Cash Reserve Ratio (CRR)
Cash Reserve Ratio is the percentage of deposits made by the banks to the NRB. The ratios should be maintained by the banks on a fortnightly basis in the form of cash. The percentage shall be fixed by the NRB in relation to Net Demand and Time Liabilities (NDTL). Demand Liabilities simply means the banks has to pay on demand like demand deposits (eg. amount of saving accounts, current accounts) .Whereas, time liabilities (deposits) means the deposits which is to be paid by the banks on maturity such as Fixed Deposits. As per the Monetary Policy 2019/20, the CRR for class A, B and C banks and financial institutions shall be maintained at 4%.But according to the circular no 14/076/77 dated 2077.01.16 issued by the NRB , the CRR ratio has been reduced to 3% .No any interest is earned by the banks and financial institutions after maintaining such amount with the Nepal Rastra Bank. This is also the powerful tool to control the inflation and flow of money in the country.
Example:
If a deposits of the bank is Rs.100, then it shall have to maintain Rs.4 to the NRB when the CRR is 4% of NDTL. And the banks can use only Rs.96 for lending and other investments.
Statutory Liquidity Ratio (SLR)
SLR is the ratio of deposits made by the bank itself in the form of liquid assets such as government bonds, cash, gold and other securities.

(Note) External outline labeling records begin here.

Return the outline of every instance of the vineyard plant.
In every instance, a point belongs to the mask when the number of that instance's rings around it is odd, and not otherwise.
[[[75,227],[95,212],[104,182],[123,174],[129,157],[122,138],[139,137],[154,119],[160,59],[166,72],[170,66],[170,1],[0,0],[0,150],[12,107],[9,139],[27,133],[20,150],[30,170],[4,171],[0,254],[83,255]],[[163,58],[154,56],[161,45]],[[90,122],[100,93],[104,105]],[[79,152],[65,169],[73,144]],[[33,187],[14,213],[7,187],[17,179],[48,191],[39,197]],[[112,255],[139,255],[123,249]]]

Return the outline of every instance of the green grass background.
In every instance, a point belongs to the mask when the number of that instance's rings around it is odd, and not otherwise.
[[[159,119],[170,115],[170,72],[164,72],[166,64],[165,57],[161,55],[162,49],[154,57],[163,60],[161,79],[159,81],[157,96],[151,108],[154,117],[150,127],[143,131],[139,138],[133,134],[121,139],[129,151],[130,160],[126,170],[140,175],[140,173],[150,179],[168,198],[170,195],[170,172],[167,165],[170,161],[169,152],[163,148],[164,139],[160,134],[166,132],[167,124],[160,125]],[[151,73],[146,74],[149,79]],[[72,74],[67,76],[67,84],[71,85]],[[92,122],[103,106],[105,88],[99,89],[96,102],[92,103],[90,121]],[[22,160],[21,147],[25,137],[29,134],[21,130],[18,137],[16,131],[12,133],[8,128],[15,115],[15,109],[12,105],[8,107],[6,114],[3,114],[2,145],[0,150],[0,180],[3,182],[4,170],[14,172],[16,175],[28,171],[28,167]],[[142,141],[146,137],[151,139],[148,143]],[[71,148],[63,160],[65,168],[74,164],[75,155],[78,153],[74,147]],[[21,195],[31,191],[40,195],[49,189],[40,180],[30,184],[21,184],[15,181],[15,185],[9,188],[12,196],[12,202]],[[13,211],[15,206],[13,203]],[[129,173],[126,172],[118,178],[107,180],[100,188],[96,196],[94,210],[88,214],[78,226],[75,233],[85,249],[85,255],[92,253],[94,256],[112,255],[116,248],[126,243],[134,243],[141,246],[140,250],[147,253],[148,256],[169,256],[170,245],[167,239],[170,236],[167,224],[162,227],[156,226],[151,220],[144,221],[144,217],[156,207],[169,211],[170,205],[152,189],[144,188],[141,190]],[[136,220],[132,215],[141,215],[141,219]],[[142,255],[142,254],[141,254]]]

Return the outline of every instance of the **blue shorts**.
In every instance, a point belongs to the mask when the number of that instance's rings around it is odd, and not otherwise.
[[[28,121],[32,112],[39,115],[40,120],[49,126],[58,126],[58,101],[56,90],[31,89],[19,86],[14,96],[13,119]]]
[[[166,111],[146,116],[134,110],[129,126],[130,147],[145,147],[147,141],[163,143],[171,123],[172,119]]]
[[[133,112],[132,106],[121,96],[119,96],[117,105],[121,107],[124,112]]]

The objective of the SLR is to maintain the liquidity in the bank and to overcome any kind of crisis in the bank if arises. The banks and financial institutions can earn the amount of interest on the money parked as SLR. It can also be used to handle the sudden increase in demand for the amount from the depositor. According to the Monetary Policy 2019-20, Statutory Liquidity Ratio (SLR) is to be maintained at 10%, 8% and 7% by class A, B and C BFIs respectively.
The Monetary Policy may change the rates of SLR & CRR on yearly basis. We can study the policy through https://www.nrb.org.np/contents/uploads/2020/04/Monetary_Policy_in_English-2019-20_Full_Text-new.pdf
Examples:
- When the SLR is 10%, then the banks has to maintain Rs.10 from the NDTL of Rs.100.And only the remaining amount of Rs.90 can be used for the lending and other banking purposes.
- When the total deposits of the bank is Rs.100 and the CRR and SLR are to be maintained as 4% and 10% respectively. Then Rs.4 is to be deposited with NRB as CRR and Rs.10 is to be maintained as SLR by the bank itself. Hence only Rs. 100-(10+4) is to be used for lending and other banking purposes.
How these ratios controls Inflation and money flows?
These rates are being changed yearly by the Monetary Policy issued by the Nepal Rastra Bank. The objective of changing these rates are usually to control the inflation and the money flows in the economy of the country.
If the NRB increases the SLR and CRR, then more percentage of NDTL has to be maintained by the banks and financial institutions. Due to which it cannot invest more money through lending and other investments. When the less amount is only being used for lending business, it is obvious that banks and financial institutions will increase the rate of interest for lending mainly to generate more revenue. And where there is more interest rates in lending, people/customers will not opt for loan due to high rate of interest. As the consequences, people won’t spend more money in the market and there will be the less demand in the market. Henceforth, the inflation rate would decrease due to the less money supply and less demand in the market. In this way, NRB uses the CRR and SLR ratios to control the money flows. Likewise, the exact opposite would be the case when the NRB wants to increase the flow of money by reducing the rates of SLR & CRR.
Fines & Penalties for not maintaining the ratios
In case of CRR
In case the deposit falls short, following fines shall be imposed:
- For the first time of shortfall, fees of an amount which is equal to the prevailing bank rate on such shortfall would be charged;
- For the second time of maintaining the reserve, at the rate of 1.5% of the existing bank rate on such shortfall amount;
- For the third and successive times of shortfall thereafter, at the rate of double of the percentage of the existing bank rate on such shortfall amount.
For the purpose of calculation of times, separate times shall be calculated on every fiscal year basis.
In case of SLR
In case the statutory liquidity ratio falls short, fine shall be imposed as follows:
- For the first time of shortfall, at the percentage of prevailing bank rate for the amount fallen short;
- For the second time of shortfall, at double of the percentage of prevailing bank rate for the amount fallen short;
- For the third and whatsoever time thereafter, at triple of the percentage of prevailing bank rate for the amount fallen short.
For the purpose of calculation of times, separate times shall be calculated on every fiscal year basis.